Wednesday, February 19, 2025

Movie Review: ‘Drive Away Dolls’ Sputters Slowly


Director: Ethan Coen
Writers: Ethan Coen, Tricia Cooke
Stars: Margaret Qualley, Geraldine Viswanathan, Beanie Feldstein

Synopsis: Jamie regrets her breakup with her girlfriend, while Marian needs to relax. In search of a fresh start, they embark on an unexpected road trip to Tallahassee. Things quickly go awry when they cross paths with a group of inept criminals.


When the credits began to roll on Drive Away Dolls, I thought, “It’s time for an intervention to bring the Coen brothers back together.” That’s because Ethan Coen’s story is a pale comparison to his brother’s previous work. The film reminded me of what I heard in the original draft of Good Will Hunting. Damon and Affleck initially told the story of how a genius janitor, Will Hunting, saved the school in some Die Hard escapade. Then, Rob Reiner looked over the script and told them to stick with Will and his therapist, and the rest was history.

Here, Drive Away Dolls dilutes a vibrant and compelling story about the intimacy between the lead characters. The result is another nail in the coffin of estrangement between the Coens, a spectacularly failed experiment. Not because most of the films apart are bad, even though Drive Away Dolls is a substandard effort.
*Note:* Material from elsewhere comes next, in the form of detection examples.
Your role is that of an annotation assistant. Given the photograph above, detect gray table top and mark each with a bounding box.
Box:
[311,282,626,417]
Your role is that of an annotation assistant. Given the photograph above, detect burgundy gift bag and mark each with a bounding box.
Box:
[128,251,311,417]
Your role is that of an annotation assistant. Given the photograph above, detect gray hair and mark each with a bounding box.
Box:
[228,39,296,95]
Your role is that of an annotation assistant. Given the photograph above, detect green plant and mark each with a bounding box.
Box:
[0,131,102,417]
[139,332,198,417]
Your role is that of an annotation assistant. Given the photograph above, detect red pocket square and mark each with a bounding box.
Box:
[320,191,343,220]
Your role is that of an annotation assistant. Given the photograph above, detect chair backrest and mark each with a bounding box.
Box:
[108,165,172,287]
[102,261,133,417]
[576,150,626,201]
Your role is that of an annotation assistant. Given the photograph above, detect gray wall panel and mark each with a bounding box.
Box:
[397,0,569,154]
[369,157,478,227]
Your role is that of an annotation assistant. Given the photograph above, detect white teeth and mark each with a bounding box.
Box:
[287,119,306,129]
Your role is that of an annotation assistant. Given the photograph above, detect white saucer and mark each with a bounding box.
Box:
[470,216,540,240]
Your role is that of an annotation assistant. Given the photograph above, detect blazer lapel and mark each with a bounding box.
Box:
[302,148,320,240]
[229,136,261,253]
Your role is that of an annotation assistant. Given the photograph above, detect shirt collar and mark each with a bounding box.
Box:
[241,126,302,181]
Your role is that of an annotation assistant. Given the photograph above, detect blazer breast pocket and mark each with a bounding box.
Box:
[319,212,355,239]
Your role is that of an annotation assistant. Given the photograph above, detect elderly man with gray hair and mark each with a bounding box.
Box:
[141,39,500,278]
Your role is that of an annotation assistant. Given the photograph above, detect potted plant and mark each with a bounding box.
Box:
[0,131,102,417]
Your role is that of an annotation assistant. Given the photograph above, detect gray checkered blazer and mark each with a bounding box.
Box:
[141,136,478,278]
It’s the fact that every movie apart proves how ordinary their films are compared to their spectacular endeavors together.

It is set in 1999 in Philadelphia and follows two best friends. One is Jamie (Margaret Qualley), who complement each other differently. Both are gay. Jamie is the unbuttoned, let-her-hair-down type who is independent, unconventional, and spontaneous. Her carefree Texas spirit embodies a combination of a carefree, self-assured attitude and a positive, accepting approach toward sexuality. The other is Marian (Geraldine Viswanathan), the buttoned-up type. The kind that won’t unfasten the top one even if it’s cutting off circulation to her head. She’s conservative and reserved and views spontaneity as a mental health disorder rather than living your best life. She becomes visibly uncomfortable when talking about sex and increasingly so with her sexual orientation.

Jamie then cheats on Sukie (a very funny Beanie Feldstein), a local cop in town. Sukie’s angry; she’s stuck with Jamie’s Chihuahua named Alice B. Toklas (a shrewd touch) and a dildo that was finely crafted to a wall like a taxidermy deer head. Marian wants to visit her aunt in Florida, so Jamie tags along, and they utilize a snowbird driveway service from a man you should not call Curly (Bill Camp). However, curly mistakes the young women as couriers for something illegal in the trunk that could blow the top off an American political system and a major scandal. 

From that point on, Drive Away Dolls is a fairly typical story under the LGBTQ+ beard that makes you think the story is something more special than it really is. If you take away the characters’ sexuality, you have a script that is a version of several Coen brothers’ crime classics that’s uneven. The film somehow manages to somehow be light and unfunny simultaneously, then takes 90-degree turns. That includes a scene involving Pedro Pascal, who abandons the Coen brothers’ dark wit for just disturbing and graphic violence that’s gratuitous.

The first half-hour of Drive Away Dolls has some amusing deadpan remarks from Viswanathan, who is so good in comedies like Blockers, The Package, and The Broken Hearts Gallery. Still, her character hardly evolves from her wet blanket status. Qualley is so good in one of last year’s best films, Sanctuary, and is a breath of fresh air here until the character never grows into anything past what Cyndi Lauper used to sing about. That’s because the film should have put its focus on Jamie and Marian’s relationship, which would have allowed for personal and emotional growth. 


It’s a funny thing with Drive-Away Dolls. Ethan Coen has made a Coen Brothers movie that has become tiresome because, when it aims to shock with its trademark subversiveness, there is simply no purpose for it. Ethan Coen’s film is utterly predictable, the script is overwritten, and the style is overdone. That includes the Matt Damon cameo, the plot’s centerpiece that should have been thrown out to begin with.